Algorithmic Measure of Emergence v2.0

It has occasionally been proposed that we need a new algorithmic definition of ‘complexity’, different from Kolmogorov complexity, that better captures our intuitive sense of which structures in the world are truly complex. Such definitions are typically designed with the goal of assigning a low complexity to extremely simple structures such as a perfectly ordered lattice or an endless string of ’0’s, but also to totally random objects, unlike Kolmogorov complexity. Instead, one hopes, the objects assigned high complexity will be (binary representations of) things like cathedrals, butterflies, or other objects which we think of as truly possessing a intricate internal structure. Examples of these sorts of proposed definitions include sophistication and logical depth(see here for a nice survey and discussion).

What’s the point of such definitions? There’s a great tradition in math and science of quantifying vague but conceptually useful notions. Good definitions give you a new way of thinking about the world, and allow you to bring the powerful tools of math and science to bear upon a problem. It’s difficult to find powerful ideas like this; attempting to capture our intuitive impressions formally can be a useful first step.

I’d like to introduce a new definition of this sort, with the aim of quantifying the number of different levels on which an object can be usefully described. For example, fluids can admit a microscopic description in terms of individual molecules or a coarse-grained description which specifies the average density in a given region. Planets can be described as collections of vast collections of atoms or as single points(for the purposes of orbital mechanics calculations) Butterflies can be described as bio-chemical systems or as optimizers trying to increase their fitness. An interesting feature of our world is the presence of many such different levels of description; and the existence of individual objects which can be described well in many different ways: we could say that such objects display a high degree of ‘emergence’. I think this is one aspect of what causes us to consider objects to be ‘truly complex’.

But what does it mean, in algorithmic terms, for there to be more than one way to describe an object?^[1] In algorithmic information theory, a description of an object is a program which outputs that object. There are infinitely many possible programs outputting a given string, but the shortest such program is given the most weight under the Solomonoff prior. A naive approach to estimating the ‘emergent complexity’ might be to count how many short programs there are. Unfortunately, the coding theorem shows that this is unlikely to work very well—the single shortest program takes up a constant fraction of the entire Solomonoff prior, so there’s an upper limit on how ‘spread out’ the measure can be. And this seems to match the actual situation: in our world, there usually is an absolutely simplest physical level which can explain everything.

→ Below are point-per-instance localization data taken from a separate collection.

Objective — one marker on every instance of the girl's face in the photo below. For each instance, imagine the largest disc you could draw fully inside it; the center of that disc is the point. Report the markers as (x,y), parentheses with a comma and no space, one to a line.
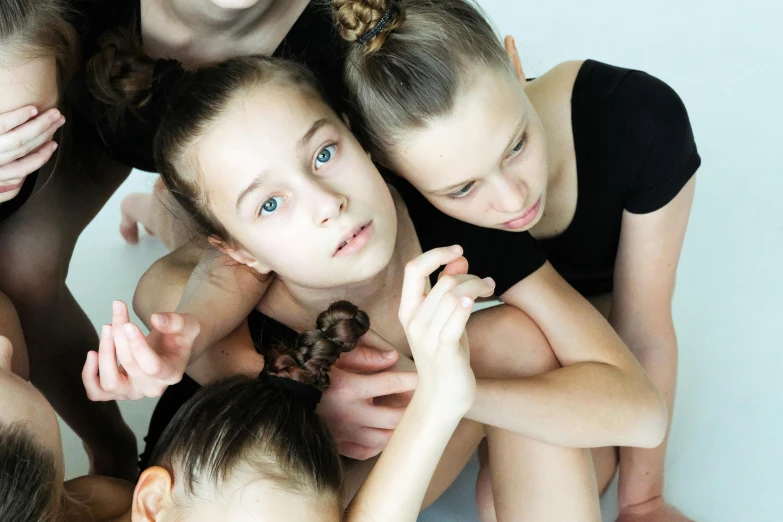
(25,82)
(296,191)
(486,162)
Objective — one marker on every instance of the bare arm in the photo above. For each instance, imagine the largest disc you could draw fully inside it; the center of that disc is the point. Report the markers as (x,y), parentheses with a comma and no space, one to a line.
(647,259)
(600,397)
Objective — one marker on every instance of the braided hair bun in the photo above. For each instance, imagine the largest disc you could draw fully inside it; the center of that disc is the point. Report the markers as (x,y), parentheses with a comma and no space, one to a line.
(311,358)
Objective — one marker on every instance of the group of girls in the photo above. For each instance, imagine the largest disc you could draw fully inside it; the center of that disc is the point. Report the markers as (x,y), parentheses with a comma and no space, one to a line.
(349,165)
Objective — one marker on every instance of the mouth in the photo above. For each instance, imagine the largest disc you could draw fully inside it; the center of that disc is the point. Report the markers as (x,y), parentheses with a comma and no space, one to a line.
(354,240)
(525,219)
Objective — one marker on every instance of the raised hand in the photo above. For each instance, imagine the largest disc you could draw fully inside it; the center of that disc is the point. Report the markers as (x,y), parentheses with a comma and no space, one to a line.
(434,323)
(147,366)
(26,142)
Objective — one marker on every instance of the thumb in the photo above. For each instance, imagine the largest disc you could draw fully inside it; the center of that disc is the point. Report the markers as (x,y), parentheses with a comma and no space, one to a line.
(365,359)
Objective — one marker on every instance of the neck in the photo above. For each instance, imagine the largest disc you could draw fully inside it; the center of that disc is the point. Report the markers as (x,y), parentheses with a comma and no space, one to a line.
(203,16)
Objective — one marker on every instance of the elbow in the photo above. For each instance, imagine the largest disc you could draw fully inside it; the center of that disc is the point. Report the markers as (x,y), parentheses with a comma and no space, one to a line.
(652,422)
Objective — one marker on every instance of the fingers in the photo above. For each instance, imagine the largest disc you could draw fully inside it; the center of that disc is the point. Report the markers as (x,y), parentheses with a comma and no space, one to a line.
(107,361)
(417,271)
(28,164)
(92,384)
(25,138)
(365,359)
(386,383)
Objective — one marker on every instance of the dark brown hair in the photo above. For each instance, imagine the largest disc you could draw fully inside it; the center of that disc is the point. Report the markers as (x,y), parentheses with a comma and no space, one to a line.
(38,28)
(198,103)
(411,72)
(252,423)
(27,477)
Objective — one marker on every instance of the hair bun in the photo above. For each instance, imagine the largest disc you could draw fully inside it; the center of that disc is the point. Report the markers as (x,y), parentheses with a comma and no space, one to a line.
(338,330)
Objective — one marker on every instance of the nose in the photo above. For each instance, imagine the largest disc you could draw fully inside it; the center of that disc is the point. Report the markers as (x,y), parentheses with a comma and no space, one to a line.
(509,195)
(327,203)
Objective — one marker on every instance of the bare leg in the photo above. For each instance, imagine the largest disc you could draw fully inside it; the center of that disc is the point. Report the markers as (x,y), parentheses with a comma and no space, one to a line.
(37,243)
(538,482)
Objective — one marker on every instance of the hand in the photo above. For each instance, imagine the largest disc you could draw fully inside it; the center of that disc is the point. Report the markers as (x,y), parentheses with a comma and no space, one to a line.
(654,510)
(26,141)
(435,322)
(148,365)
(361,428)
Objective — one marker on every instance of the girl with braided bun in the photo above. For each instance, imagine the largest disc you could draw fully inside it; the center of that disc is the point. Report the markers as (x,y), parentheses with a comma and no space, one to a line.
(253,448)
(278,183)
(591,166)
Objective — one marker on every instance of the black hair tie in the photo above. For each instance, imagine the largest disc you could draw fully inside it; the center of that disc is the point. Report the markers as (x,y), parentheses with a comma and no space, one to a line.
(309,395)
(372,33)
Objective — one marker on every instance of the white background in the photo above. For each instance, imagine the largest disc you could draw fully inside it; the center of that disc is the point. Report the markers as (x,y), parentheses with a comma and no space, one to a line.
(725,462)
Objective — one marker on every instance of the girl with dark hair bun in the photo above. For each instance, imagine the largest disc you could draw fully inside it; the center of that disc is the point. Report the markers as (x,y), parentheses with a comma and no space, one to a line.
(590,166)
(272,175)
(254,449)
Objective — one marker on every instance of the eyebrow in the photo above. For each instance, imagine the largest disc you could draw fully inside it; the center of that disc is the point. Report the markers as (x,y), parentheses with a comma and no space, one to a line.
(260,180)
(318,125)
(514,134)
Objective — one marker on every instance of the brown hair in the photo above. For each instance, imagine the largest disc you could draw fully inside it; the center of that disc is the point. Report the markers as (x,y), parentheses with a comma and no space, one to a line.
(120,74)
(38,28)
(196,105)
(250,422)
(411,72)
(27,477)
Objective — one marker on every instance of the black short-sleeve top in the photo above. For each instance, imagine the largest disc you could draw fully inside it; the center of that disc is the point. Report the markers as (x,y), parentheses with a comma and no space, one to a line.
(634,151)
(311,41)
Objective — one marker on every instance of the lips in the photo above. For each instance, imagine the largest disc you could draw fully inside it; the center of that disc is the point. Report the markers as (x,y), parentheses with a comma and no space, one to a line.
(525,219)
(351,237)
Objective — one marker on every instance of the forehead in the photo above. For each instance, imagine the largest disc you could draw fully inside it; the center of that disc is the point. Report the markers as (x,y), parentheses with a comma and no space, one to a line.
(469,140)
(25,81)
(259,132)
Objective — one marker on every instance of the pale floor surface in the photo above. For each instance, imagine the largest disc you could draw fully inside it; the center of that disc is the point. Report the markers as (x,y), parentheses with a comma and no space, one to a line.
(725,461)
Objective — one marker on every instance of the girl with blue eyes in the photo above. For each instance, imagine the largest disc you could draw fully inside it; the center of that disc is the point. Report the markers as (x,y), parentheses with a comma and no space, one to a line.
(277,182)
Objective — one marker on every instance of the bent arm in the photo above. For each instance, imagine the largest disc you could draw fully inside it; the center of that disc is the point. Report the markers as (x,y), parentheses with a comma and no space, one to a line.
(600,397)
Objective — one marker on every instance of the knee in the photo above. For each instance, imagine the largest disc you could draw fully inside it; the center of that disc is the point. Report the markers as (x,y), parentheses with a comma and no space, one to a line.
(506,342)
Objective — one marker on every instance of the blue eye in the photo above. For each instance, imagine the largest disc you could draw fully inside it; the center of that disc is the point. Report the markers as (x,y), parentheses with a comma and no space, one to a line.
(464,191)
(324,155)
(270,205)
(519,146)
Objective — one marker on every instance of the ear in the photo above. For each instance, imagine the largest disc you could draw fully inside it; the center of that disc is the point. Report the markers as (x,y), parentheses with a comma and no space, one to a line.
(152,496)
(240,255)
(513,54)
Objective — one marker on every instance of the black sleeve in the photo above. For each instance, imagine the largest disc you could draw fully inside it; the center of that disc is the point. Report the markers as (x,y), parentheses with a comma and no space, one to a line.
(506,257)
(668,157)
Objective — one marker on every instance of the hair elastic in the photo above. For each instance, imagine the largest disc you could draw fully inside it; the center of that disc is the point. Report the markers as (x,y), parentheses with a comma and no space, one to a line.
(310,396)
(372,33)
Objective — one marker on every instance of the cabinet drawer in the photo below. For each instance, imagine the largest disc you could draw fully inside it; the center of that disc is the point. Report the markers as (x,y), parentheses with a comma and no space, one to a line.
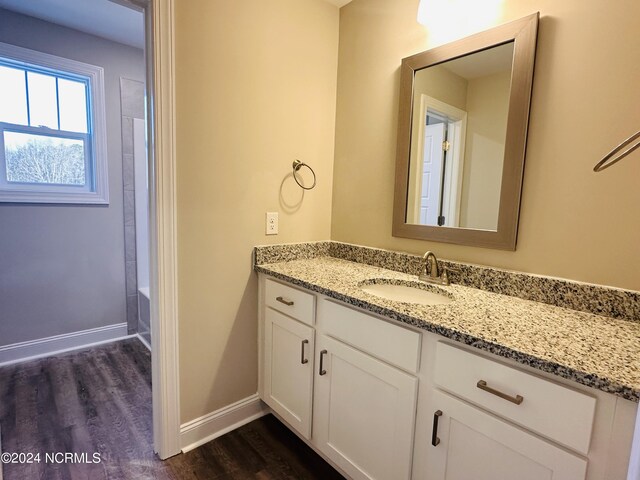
(290,301)
(394,344)
(550,409)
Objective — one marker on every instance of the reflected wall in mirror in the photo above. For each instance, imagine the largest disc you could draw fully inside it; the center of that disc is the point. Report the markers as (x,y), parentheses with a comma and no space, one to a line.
(460,110)
(464,111)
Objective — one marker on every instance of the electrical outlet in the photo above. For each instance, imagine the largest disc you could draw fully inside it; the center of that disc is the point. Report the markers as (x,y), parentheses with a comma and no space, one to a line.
(271,226)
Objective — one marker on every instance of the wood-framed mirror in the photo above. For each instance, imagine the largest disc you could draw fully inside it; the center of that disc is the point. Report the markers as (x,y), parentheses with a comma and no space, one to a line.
(462,131)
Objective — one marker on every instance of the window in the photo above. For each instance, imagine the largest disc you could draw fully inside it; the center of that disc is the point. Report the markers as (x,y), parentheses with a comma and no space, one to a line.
(52,129)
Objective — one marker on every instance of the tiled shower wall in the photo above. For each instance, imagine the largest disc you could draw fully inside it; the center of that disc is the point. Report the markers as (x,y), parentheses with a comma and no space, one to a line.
(132,106)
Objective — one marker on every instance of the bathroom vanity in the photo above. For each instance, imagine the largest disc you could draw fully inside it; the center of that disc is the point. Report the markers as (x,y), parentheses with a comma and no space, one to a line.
(482,386)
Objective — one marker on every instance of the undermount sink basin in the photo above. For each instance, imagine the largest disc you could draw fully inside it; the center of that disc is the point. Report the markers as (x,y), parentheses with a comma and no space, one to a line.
(407,292)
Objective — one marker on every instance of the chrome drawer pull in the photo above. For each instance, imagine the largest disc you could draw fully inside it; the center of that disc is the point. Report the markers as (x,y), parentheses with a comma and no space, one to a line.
(321,370)
(435,441)
(482,385)
(288,303)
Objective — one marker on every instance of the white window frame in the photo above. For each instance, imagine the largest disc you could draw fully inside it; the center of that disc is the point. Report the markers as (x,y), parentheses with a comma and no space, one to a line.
(97,190)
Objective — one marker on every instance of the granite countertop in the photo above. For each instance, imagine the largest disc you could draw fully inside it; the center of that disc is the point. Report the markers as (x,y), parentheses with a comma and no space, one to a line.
(594,350)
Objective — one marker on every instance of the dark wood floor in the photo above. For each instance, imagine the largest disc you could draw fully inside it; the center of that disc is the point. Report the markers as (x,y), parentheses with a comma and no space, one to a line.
(99,401)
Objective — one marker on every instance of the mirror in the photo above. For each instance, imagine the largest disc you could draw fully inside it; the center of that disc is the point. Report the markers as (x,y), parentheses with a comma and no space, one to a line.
(464,110)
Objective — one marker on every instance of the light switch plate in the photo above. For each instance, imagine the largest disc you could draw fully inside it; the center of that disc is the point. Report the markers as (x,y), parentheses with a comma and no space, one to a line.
(271,225)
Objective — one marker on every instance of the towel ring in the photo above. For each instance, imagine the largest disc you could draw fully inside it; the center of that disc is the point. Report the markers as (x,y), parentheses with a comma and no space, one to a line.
(607,161)
(297,165)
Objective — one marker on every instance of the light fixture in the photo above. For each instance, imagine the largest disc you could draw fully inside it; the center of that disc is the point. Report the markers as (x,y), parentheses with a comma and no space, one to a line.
(422,12)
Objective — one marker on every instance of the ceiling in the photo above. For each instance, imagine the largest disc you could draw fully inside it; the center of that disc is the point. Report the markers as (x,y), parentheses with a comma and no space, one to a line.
(103,18)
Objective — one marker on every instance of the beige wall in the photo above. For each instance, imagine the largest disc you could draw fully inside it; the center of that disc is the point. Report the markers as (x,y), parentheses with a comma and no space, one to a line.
(574,223)
(487,110)
(256,88)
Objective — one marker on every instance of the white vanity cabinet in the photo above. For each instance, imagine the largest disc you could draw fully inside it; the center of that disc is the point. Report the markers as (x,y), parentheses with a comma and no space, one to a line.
(384,401)
(468,443)
(288,369)
(358,386)
(288,354)
(364,404)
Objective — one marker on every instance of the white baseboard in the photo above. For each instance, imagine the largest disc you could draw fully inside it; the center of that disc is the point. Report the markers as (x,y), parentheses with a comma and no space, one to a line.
(43,347)
(214,424)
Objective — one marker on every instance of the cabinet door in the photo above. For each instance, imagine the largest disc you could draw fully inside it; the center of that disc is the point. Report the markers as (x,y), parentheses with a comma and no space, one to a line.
(472,444)
(288,369)
(364,412)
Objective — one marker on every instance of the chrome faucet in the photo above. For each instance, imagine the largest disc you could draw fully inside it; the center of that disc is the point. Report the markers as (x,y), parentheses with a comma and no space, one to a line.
(432,272)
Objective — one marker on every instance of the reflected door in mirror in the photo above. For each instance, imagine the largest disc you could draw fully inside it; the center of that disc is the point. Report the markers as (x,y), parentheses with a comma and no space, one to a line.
(458,130)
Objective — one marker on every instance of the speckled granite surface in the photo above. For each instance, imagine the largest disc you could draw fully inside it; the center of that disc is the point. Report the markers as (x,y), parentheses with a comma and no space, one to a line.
(596,299)
(597,351)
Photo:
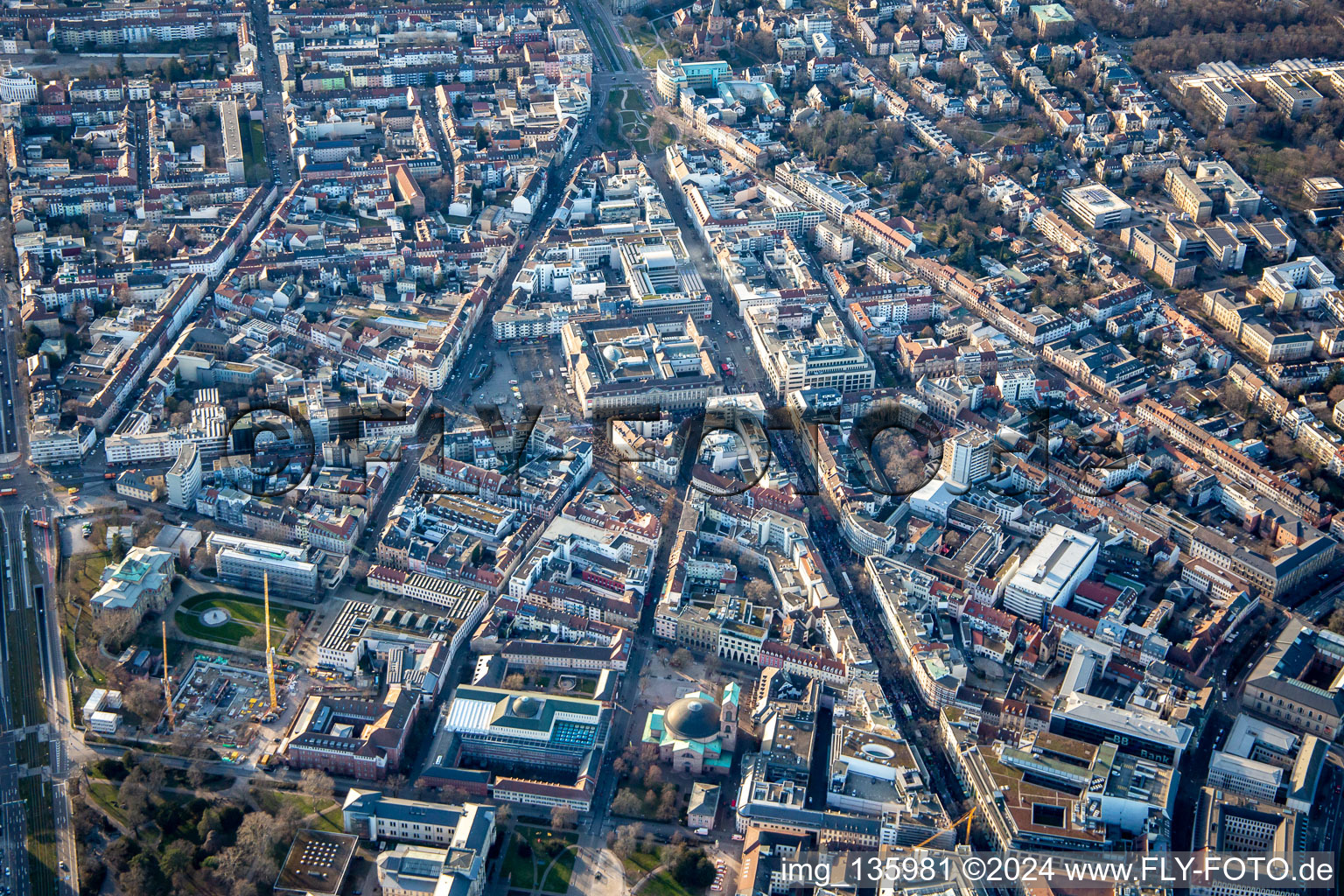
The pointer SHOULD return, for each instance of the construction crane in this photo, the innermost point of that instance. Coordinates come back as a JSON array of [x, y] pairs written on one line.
[[967, 818], [273, 712], [172, 722]]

So in what sense can there be different, but equally good explanations? We need to find another way of ranking programs besides shortness. One obvious candidate is runtime. Indeed, this seems to be the impetus behind many high-level approximations—a coarse-grained fluid model can be much faster then a detailed molecular dynamics simulation. Still higher levels of approximation can be still faster, but have a greater description length. So as a candidate definition of complexity, we can consider the number of different levels of description of a given object, with each level manifesting a different tradeoff between runtime and description length.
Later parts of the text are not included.